Regarding “understanding of sin” vs. “conviction of sin,” the bullet item that Leroy had edited in the MacArthur study yesterday

John Bunyan’s book “The Pilgrim’s Progress” is a work that was instrumental in alerting me to the fact that I needed to turn from my sin and begin a relationship with Christ. (Why it took years after that for me to get serious about it I’ll never know…)

It’s my all-time favorite book from 1678. If you’ve never read it, what are you waiting for? If you can read Shakespeare or the KJV, you can enjoy the book in its original language. However, it’s also been adapted into modern English if you prefer the easier approach. Either way, it is a must-read. It wonderfully distills so many concepts into a plain-as-the-nose-on-your-face allegory.

The following exchange takes place between Faithful, one of the main characters in the book, and Talkative, a professing Christ-follower that Faithful and Christian (the primary character) meet on the road to the Celestial City (Heaven). Faithful has set out to get Talkative to say what he really believes, cutting past the very well-stated religious conversation that Talkative has already presented.

(Please note that Bunyan, not I, wrote Faithful’s last comment below. Yep, that word means pretty much the same thing now as it did 330 years ago.)

TALKATIVE: I perceive then, that our talk must be about the power of things. Well, it is a very good question, and I shall be willing to answer you. And take my answer in brief, thus: First, where the grace of work of God is in the heart, it causeth there a great outcry against sin. Secondly…

FAITHFUL: Nay, hold, let us consider of one at once. I think you should rather say, “It shows itself by inclining the soul to abhor its sin.”

TALKATIVE: Why, what difference is there between crying out against, and abhorring of sin?
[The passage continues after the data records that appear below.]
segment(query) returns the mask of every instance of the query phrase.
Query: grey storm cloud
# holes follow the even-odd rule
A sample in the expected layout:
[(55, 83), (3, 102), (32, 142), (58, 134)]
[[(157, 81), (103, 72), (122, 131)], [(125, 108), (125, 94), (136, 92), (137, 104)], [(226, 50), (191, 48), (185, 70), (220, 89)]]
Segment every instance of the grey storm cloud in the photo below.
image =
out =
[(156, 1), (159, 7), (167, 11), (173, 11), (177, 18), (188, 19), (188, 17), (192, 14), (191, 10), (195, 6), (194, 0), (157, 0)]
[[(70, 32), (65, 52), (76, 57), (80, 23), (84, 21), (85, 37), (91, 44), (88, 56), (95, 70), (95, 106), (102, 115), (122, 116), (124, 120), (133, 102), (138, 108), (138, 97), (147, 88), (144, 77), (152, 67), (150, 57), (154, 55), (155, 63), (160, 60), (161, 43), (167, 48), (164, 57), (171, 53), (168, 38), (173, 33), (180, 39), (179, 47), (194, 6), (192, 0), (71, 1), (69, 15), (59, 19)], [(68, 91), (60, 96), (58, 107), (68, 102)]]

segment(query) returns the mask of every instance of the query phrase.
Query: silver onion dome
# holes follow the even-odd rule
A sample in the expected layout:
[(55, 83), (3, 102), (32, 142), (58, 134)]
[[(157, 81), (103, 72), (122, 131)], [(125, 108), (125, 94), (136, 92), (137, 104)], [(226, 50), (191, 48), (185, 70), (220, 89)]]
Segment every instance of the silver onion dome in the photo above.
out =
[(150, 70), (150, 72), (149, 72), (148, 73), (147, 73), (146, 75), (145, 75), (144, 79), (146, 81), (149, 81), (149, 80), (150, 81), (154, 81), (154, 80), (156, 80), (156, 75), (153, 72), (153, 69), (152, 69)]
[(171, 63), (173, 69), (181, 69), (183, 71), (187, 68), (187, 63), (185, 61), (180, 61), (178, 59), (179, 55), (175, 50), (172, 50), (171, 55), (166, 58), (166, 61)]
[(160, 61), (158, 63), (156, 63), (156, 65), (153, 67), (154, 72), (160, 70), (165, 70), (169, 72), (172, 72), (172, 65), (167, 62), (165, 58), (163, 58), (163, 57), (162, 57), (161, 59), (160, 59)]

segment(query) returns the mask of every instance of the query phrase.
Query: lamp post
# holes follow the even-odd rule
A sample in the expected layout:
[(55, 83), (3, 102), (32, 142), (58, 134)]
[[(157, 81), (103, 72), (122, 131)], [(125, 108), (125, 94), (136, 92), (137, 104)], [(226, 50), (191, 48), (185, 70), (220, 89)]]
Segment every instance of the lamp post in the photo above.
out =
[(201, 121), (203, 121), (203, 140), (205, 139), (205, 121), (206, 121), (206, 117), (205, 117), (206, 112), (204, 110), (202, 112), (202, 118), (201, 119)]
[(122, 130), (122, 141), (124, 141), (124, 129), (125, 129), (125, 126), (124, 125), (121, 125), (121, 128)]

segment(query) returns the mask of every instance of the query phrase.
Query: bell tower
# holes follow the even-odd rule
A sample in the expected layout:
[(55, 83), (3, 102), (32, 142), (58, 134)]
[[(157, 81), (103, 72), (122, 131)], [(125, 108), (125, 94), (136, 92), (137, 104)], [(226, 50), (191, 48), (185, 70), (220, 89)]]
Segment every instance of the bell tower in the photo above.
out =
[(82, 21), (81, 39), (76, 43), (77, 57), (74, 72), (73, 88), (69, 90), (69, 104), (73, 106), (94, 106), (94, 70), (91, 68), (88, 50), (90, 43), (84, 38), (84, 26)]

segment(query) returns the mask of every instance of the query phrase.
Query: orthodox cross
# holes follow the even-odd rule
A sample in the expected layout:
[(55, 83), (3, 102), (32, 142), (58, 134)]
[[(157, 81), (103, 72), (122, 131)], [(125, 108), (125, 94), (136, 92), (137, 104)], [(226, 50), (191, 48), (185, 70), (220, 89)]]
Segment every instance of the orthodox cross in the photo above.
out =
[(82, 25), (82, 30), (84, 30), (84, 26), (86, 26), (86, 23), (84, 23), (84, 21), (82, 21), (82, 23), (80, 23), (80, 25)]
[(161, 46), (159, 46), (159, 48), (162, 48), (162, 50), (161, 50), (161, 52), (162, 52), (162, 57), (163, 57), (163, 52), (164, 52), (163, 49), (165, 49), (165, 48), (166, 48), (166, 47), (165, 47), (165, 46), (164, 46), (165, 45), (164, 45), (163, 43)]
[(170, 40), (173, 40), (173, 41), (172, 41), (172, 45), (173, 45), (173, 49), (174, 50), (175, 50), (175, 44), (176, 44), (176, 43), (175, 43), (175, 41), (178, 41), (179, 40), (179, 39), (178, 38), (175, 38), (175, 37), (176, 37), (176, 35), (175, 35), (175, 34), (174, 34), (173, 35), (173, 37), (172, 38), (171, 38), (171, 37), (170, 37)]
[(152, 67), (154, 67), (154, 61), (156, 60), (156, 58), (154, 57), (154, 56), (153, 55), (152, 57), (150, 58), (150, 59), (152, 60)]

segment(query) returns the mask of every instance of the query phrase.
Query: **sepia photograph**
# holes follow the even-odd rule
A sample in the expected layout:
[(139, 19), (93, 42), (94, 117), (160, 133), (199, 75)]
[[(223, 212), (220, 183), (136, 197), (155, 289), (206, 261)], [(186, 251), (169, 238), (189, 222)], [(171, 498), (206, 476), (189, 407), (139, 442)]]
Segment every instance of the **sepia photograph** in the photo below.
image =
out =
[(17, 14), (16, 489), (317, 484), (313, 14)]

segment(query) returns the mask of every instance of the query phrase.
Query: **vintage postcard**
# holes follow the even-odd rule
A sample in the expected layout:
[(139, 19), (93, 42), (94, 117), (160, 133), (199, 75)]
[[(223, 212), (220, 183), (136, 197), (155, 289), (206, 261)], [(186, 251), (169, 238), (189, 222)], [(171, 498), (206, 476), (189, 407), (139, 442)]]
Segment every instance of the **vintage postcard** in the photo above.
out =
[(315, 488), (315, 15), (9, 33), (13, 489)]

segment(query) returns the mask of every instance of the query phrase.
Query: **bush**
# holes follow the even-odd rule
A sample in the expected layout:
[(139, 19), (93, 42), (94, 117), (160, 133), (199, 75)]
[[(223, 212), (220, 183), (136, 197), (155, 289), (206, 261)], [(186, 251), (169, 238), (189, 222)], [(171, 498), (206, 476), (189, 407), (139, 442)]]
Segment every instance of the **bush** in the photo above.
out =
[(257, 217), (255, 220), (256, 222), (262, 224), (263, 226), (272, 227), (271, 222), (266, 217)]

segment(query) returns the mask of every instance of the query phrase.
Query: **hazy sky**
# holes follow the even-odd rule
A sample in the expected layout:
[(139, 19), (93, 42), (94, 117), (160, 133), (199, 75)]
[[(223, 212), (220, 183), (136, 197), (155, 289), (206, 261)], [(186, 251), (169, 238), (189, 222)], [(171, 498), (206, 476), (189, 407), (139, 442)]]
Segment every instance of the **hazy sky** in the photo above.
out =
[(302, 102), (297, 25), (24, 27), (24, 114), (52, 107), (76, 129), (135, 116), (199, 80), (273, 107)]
FAITHFUL: O! a great deal. A man may cry out against sin of policy, but he cannot abhor it, but by virtue of a godly antipathy against it. I have heard many cry out against sin in the pulpit, who yet can abide it well enough in the heart, house, and conversation. Joseph's mistress cried out with a loud voice, as if she had been very holy; but she would willingly, notwithstanding that, have committed uncleanness with him (Gen. 39:15). Some cry out against sin, even as the mother cries out against her child in her lap, when she calleth it slut and naughty girl, and then falls to hugging and kissing it.